8.) Teamgeist steht bei Wars / Matches an erster Stelle. Squad Leader hat in den Wars die Entscheidungsgewalt.
9.) Die Member haben sich als solche zu identifizieren und den Clantag vor dem Namen zu tragen. Pflicht in jedem Spiel, für jeden Member.
10.) Der interne Bereich, die Clan-Page und die News sind regelmäßig zu besuchen. Foren- und Teamspeakaktivität ist erwünscht.
11.) Längere Abwesenheit ist vorher anzumelden.
12.) Trialmember haben eine Trailzeit von sechs Wochen. Über die endgültige Aufnahme entscheidet der ganze Clan.
13.) Trailmember können sich der Unterstützung aller festen Mitglieder sicher sein.
14.)  Wir distanzieren uns vom Schwarzkopierertum. Sämtliche Spiele werden  nur original gespielt, keine illegal erworbenen Versionen. Sobald  ersichtlich wird das jemand mit Raubkopien spielt wird dieser aus dem  Clan ausgeschlossen.
15.) Nur in einem Clan gleichzeitig sein. Kein Multiclan.



*Nächster Termin der Teamsitzung: 26.05.11 (21 Uhr)*
*kurzes Brainstorming am Di, den 24.05.11 (Uhrzeit variabel)*


----------



## .Mac (27. Mai 2011)

Kleiner Nachtrag der 3. Besprechung, dieses mal nicht wirklich viel, da wir derzeit dabei sind die Webseite in Richtung launch zu bewegen.
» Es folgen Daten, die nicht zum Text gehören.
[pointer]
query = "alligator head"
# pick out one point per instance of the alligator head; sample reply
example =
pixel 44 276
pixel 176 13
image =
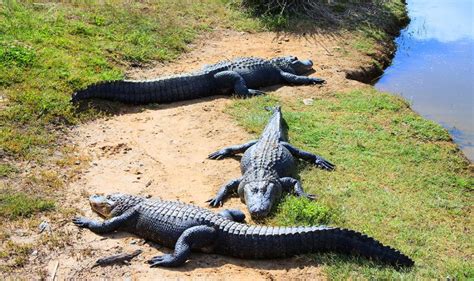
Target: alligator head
pixel 293 65
pixel 259 196
pixel 113 204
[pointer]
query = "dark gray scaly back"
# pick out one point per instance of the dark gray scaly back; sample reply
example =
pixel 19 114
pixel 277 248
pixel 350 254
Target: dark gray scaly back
pixel 165 221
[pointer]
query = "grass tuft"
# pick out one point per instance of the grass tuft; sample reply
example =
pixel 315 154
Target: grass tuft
pixel 15 204
pixel 397 179
pixel 301 211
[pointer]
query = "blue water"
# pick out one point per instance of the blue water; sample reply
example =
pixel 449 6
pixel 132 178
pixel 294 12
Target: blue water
pixel 433 66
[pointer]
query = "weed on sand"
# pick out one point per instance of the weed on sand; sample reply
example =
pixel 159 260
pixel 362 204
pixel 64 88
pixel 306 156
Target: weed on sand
pixel 399 178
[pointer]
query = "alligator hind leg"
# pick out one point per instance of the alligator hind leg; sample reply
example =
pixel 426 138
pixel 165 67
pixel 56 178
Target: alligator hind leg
pixel 235 80
pixel 300 80
pixel 233 215
pixel 227 189
pixel 106 226
pixel 197 237
pixel 308 156
pixel 294 185
pixel 231 150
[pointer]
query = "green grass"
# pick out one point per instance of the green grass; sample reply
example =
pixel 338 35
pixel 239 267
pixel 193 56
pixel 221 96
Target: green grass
pixel 399 178
pixel 49 50
pixel 15 204
pixel 7 170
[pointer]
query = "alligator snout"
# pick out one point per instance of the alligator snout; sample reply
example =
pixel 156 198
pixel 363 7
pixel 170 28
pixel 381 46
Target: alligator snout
pixel 259 213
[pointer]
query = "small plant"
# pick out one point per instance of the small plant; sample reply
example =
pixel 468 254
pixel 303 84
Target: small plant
pixel 301 211
pixel 7 169
pixel 19 204
pixel 16 55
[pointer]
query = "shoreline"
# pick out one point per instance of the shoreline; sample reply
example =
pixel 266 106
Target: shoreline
pixel 140 139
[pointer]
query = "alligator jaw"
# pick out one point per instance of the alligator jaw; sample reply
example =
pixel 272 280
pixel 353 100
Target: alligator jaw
pixel 101 205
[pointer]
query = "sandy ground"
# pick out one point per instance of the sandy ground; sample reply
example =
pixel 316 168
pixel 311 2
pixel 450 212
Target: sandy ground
pixel 162 152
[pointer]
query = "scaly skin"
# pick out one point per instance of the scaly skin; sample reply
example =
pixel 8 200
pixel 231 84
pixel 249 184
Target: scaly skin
pixel 241 76
pixel 186 228
pixel 267 168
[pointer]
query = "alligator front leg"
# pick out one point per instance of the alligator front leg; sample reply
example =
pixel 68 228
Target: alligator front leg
pixel 300 80
pixel 106 226
pixel 291 184
pixel 236 81
pixel 308 156
pixel 231 150
pixel 227 189
pixel 197 237
pixel 233 215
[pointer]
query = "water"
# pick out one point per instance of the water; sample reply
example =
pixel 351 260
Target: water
pixel 433 66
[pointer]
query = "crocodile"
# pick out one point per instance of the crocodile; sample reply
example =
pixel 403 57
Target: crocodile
pixel 267 167
pixel 240 76
pixel 189 228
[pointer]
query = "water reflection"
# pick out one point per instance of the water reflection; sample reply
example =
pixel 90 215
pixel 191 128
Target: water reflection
pixel 433 66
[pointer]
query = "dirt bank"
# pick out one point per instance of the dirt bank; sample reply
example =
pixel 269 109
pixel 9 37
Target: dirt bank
pixel 162 151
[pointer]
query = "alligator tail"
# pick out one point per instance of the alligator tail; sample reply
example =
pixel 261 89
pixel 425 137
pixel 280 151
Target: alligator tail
pixel 273 109
pixel 163 90
pixel 272 242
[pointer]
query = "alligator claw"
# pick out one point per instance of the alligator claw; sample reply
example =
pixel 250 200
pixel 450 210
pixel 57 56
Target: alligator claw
pixel 317 80
pixel 81 222
pixel 217 155
pixel 215 202
pixel 307 195
pixel 253 92
pixel 324 164
pixel 310 196
pixel 164 260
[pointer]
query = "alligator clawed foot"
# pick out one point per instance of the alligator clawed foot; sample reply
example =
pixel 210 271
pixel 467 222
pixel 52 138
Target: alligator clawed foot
pixel 256 92
pixel 215 202
pixel 164 260
pixel 318 81
pixel 81 222
pixel 324 164
pixel 216 155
<------- Dritte Besprechung des PCGHX "Clans" 26.05.2011   -------->

*Situation rund um die Webseite*
Das Design ist mittlerweile angepasst, Funktionen stehen soweit, es fehlen lediglich noch Anpassungen am Stylesheet, was bis, hoffe ich, Dienstag / Mittwoch erledigt ist. Sobald das Template einen Status erreicht hat wo ich sagen kann dass es "fertig" ist, wird der launch vorbereitet. Sobald der Launch stattgefunden hat, wird die Propaganda-Maschinerie des Clans gestartet und der Clan für die ersten Trial-Member eröffnet.
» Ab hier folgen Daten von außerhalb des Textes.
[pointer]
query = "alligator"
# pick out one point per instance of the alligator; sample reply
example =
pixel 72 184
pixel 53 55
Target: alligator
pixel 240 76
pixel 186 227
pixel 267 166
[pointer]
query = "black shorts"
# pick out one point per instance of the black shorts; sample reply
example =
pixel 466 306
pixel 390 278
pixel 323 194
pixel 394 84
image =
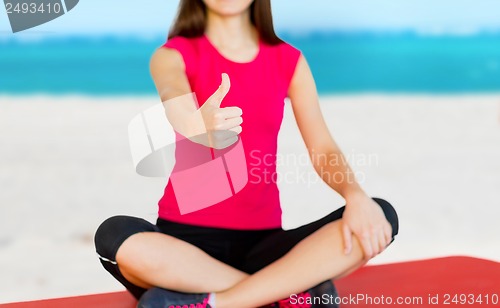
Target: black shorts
pixel 248 251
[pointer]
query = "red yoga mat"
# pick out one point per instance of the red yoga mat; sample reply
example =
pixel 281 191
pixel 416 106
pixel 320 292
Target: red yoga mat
pixel 442 282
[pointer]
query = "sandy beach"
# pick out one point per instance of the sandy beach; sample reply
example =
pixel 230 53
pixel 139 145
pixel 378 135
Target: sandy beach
pixel 65 166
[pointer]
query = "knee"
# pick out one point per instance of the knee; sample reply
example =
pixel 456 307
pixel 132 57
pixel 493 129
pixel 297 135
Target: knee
pixel 390 214
pixel 111 234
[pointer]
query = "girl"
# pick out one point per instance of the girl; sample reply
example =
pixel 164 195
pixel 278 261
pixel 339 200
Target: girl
pixel 235 253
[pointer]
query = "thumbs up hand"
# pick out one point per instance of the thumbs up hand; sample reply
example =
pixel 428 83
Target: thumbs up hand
pixel 223 125
pixel 209 125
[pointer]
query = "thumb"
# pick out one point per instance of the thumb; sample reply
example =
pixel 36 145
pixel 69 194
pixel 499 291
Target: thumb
pixel 347 238
pixel 216 98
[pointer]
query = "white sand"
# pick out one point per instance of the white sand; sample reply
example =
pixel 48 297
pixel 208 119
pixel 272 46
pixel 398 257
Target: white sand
pixel 65 167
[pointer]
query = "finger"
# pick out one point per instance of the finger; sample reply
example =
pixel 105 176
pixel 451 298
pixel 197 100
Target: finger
pixel 231 112
pixel 221 92
pixel 347 238
pixel 374 240
pixel 237 130
pixel 388 233
pixel 382 241
pixel 229 123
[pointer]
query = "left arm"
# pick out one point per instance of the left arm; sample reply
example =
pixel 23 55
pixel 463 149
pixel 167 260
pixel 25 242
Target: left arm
pixel 362 216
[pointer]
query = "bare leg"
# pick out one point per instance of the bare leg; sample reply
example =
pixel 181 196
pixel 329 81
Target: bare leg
pixel 154 259
pixel 317 258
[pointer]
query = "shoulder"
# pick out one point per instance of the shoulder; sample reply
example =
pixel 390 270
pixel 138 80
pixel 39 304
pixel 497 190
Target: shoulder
pixel 286 58
pixel 177 52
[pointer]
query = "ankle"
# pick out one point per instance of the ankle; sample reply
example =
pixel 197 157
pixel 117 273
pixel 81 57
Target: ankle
pixel 222 300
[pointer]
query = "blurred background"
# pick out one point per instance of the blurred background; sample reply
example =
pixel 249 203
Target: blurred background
pixel 413 85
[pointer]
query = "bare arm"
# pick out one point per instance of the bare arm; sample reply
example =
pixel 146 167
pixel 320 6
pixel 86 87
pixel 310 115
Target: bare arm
pixel 209 125
pixel 362 217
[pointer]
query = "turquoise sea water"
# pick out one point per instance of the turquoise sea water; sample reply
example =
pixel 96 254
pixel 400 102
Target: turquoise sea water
pixel 341 63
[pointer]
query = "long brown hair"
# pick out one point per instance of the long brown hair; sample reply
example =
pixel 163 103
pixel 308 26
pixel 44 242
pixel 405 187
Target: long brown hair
pixel 191 20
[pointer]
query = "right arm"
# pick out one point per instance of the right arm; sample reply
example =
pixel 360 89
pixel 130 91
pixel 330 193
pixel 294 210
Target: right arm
pixel 209 125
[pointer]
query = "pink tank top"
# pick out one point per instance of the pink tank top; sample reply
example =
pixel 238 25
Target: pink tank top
pixel 259 88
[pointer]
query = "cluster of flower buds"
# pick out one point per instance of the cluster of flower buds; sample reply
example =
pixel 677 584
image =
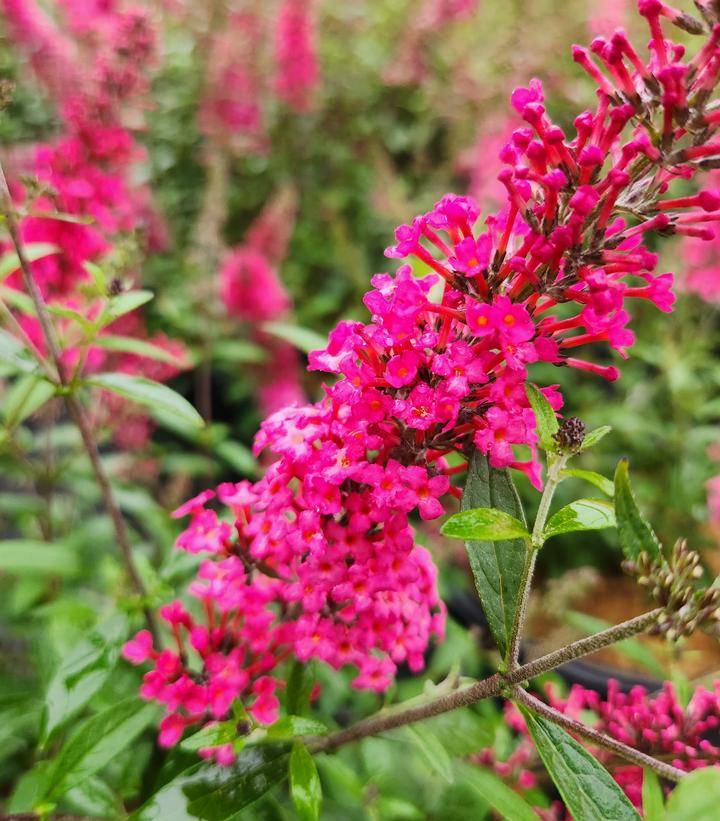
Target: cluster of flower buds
pixel 675 585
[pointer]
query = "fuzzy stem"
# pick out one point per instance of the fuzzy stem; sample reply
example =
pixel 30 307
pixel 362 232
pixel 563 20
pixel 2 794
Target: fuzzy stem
pixel 493 686
pixel 664 770
pixel 75 409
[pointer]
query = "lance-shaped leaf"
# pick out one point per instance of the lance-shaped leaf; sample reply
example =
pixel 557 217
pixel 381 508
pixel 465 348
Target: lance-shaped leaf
pixel 498 567
pixel 583 514
pixel 634 530
pixel 586 787
pixel 305 785
pixel 545 418
pixel 486 524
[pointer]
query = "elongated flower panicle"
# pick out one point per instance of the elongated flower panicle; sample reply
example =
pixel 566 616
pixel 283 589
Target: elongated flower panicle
pixel 440 369
pixel 297 71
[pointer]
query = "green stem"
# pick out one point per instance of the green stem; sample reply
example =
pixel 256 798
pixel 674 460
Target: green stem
pixel 536 539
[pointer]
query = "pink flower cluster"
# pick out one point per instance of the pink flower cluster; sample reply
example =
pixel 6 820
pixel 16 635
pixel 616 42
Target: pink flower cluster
pixel 295 54
pixel 230 110
pixel 94 68
pixel 658 725
pixel 286 575
pixel 253 292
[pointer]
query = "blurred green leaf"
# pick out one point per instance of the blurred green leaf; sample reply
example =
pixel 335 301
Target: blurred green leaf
pixel 305 785
pixel 594 436
pixel 82 672
pixel 292 726
pixel 303 339
pixel 94 743
pixel 10 262
pixel 696 797
pixel 139 347
pixel 218 793
pixel 19 556
pixel 583 514
pixel 148 393
pixel 498 795
pixel 652 797
pixel 607 486
pixel 634 531
pixel 15 355
pixel 431 750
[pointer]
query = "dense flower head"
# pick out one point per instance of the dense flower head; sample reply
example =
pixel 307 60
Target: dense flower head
pixel 659 725
pixel 353 590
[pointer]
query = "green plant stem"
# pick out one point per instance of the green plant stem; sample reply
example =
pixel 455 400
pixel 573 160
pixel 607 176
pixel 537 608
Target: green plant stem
pixel 577 728
pixel 553 480
pixel 75 408
pixel 495 685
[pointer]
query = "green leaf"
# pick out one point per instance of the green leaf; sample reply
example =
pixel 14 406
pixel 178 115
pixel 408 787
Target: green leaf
pixel 303 339
pixel 545 418
pixel 94 799
pixel 431 750
pixel 27 394
pixel 95 743
pixel 83 671
pixel 592 438
pixel 73 315
pixel 461 732
pixel 583 514
pixel 696 797
pixel 486 524
pixel 15 355
pixel 292 726
pixel 17 299
pixel 148 393
pixel 506 802
pixel 10 262
pixel 634 531
pixel 123 304
pixel 607 486
pixel 653 804
pixel 586 787
pixel 20 556
pixel 305 785
pixel 498 567
pixel 218 793
pixel 139 347
pixel 299 687
pixel 212 735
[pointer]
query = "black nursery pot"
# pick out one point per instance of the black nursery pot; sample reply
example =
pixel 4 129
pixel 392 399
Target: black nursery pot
pixel 466 609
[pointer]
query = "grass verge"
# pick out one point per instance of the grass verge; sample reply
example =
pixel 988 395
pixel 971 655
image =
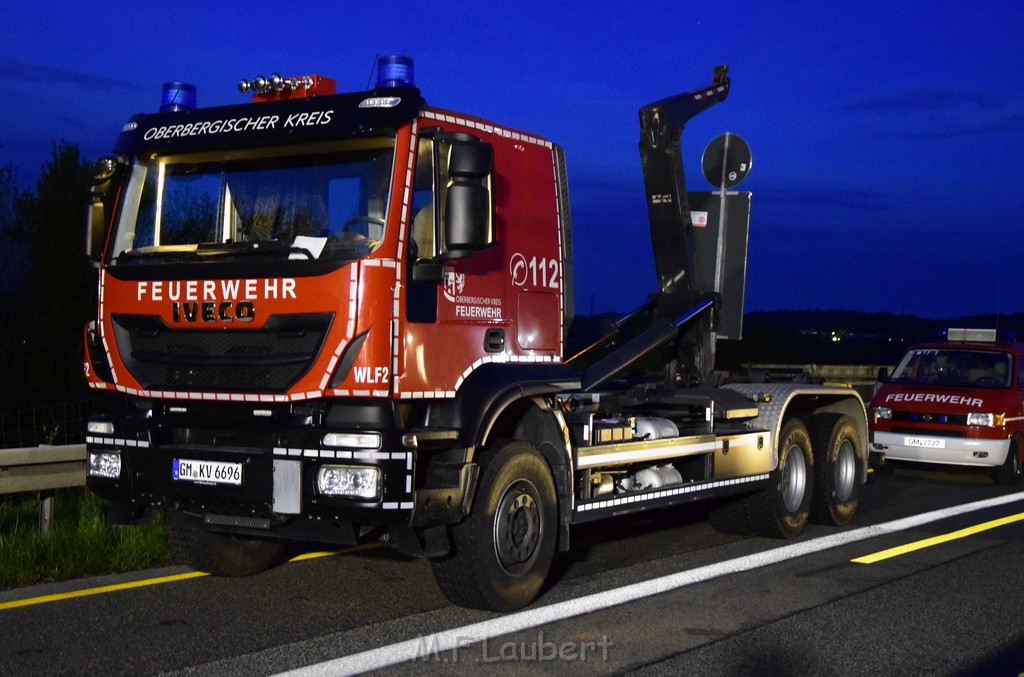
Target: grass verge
pixel 80 542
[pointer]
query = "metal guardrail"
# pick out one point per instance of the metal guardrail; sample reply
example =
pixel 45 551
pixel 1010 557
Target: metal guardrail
pixel 42 469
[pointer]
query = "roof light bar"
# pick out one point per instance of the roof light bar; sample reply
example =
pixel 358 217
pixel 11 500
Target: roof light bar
pixel 276 87
pixel 394 71
pixel 177 96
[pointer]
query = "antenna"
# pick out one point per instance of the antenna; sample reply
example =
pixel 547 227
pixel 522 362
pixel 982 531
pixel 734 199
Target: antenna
pixel 373 69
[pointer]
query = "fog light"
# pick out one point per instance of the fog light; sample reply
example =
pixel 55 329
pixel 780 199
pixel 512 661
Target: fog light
pixel 104 464
pixel 348 480
pixel 99 427
pixel 352 439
*Situation rund um den vServer*
Leandros und Nyso hab sich einen vServer gemietet, auf diesem laufen div. Webseiten & ggf. Game-Server des Clans. Da manch Developer-Studio kein Dedicated Server für die Games rausbringen tut, ist die Auswahl erstens bisschen beschränkt, und zweitens werden Ressourcen des vServers nur mit Sinn vergeben.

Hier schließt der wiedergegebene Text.